А так я заглянул к Алле и Елизавете Петровне, которые совершенно не пострадали, сообщил им, что мы победили — и поспешил в ванную, где мощной струей воды вымыл из пугача заряд, а картечины спустил в унитаз. Но я зря волновался. Мой арсенал не заинтересовал ни приехавший первым патруль, ни появившуюся за ним следственную группу — они больше внимания уделили Родиону, от которого, впрочем, ничего толкового добиться не смогли. Его погрузили в «скорую» и увезли под охраной, а нас всех опросили и оставили разгребать последствия вторжения.
В фильмах и книгах о судьбе выбитых в процессе бандитских разборок дверей и окон никогда не говорят, и правильно делают. Это не слишком интересное занятие, особенно в советскую эпоху и особенно — вечером в воскресенье.
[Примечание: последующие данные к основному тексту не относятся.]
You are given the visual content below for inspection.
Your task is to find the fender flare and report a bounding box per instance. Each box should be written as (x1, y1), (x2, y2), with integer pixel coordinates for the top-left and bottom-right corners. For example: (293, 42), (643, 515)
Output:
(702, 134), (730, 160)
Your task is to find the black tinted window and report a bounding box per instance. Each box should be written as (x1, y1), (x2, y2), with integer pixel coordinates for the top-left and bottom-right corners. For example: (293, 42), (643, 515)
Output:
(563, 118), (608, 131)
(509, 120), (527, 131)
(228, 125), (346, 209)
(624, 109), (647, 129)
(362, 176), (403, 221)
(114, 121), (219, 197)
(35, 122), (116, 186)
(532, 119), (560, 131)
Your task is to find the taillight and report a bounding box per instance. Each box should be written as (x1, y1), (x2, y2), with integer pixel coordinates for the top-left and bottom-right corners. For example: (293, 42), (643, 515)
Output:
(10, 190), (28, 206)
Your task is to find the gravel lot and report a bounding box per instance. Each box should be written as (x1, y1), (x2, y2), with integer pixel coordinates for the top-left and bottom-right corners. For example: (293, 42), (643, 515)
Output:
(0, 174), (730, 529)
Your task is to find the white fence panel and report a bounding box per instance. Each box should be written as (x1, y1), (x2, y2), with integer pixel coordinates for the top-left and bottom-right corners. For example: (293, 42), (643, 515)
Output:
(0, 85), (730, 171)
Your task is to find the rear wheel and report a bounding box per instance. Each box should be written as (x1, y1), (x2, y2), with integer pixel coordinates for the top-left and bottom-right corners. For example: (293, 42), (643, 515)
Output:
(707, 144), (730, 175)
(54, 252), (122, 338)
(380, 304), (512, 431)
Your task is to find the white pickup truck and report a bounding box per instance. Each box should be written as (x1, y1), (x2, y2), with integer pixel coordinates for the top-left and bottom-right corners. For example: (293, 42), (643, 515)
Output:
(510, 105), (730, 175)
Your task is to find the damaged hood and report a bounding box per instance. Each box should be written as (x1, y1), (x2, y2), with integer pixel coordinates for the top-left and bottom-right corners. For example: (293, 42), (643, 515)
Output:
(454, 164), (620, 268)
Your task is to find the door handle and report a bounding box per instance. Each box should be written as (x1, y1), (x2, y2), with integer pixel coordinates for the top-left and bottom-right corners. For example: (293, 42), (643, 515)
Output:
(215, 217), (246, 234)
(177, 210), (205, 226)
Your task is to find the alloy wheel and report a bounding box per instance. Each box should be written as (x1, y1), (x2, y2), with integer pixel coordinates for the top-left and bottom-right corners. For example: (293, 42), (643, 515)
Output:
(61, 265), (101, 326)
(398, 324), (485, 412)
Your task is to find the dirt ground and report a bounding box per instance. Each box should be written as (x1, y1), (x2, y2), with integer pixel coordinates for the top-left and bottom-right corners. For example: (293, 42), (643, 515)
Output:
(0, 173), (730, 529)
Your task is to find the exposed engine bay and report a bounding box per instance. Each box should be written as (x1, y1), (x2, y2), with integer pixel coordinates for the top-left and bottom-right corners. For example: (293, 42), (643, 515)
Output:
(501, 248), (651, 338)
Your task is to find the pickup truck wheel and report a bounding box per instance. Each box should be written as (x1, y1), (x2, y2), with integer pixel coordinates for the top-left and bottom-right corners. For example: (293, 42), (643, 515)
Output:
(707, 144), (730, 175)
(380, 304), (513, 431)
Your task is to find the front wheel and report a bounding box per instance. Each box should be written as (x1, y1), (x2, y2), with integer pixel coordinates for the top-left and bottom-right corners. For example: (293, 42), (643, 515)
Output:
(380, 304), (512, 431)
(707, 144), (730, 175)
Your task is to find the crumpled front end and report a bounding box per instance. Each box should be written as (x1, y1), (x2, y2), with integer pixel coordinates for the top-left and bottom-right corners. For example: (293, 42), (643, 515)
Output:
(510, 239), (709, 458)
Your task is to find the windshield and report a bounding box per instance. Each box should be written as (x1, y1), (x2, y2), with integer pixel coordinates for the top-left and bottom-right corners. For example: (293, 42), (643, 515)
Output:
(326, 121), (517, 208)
В своем страшном будущем я бы просто позвонил по найденному в интернете телефону — и в тот же вечер мне всё починили бы в первом приближении, а через день или два у меня в квартире имелась бы новая и блестящая стальная дверь. Здесь всё было не так просто — и если бы не бабушкин знакомый, который согласился всё сделать за пару бутылок водки, я бы вообще не знал, куда бежать и кого просить. Этот знакомый, правда, обещал всё закончить только через неделю — зато в качестве жеста доброй воли и несмотря на позднее время привел остатки старой двери в относительный порядок и установил новый замок из своих запасов. От честных людей такой защиты хватало, а на жуликов советские запоры никогда не были рассчитаны.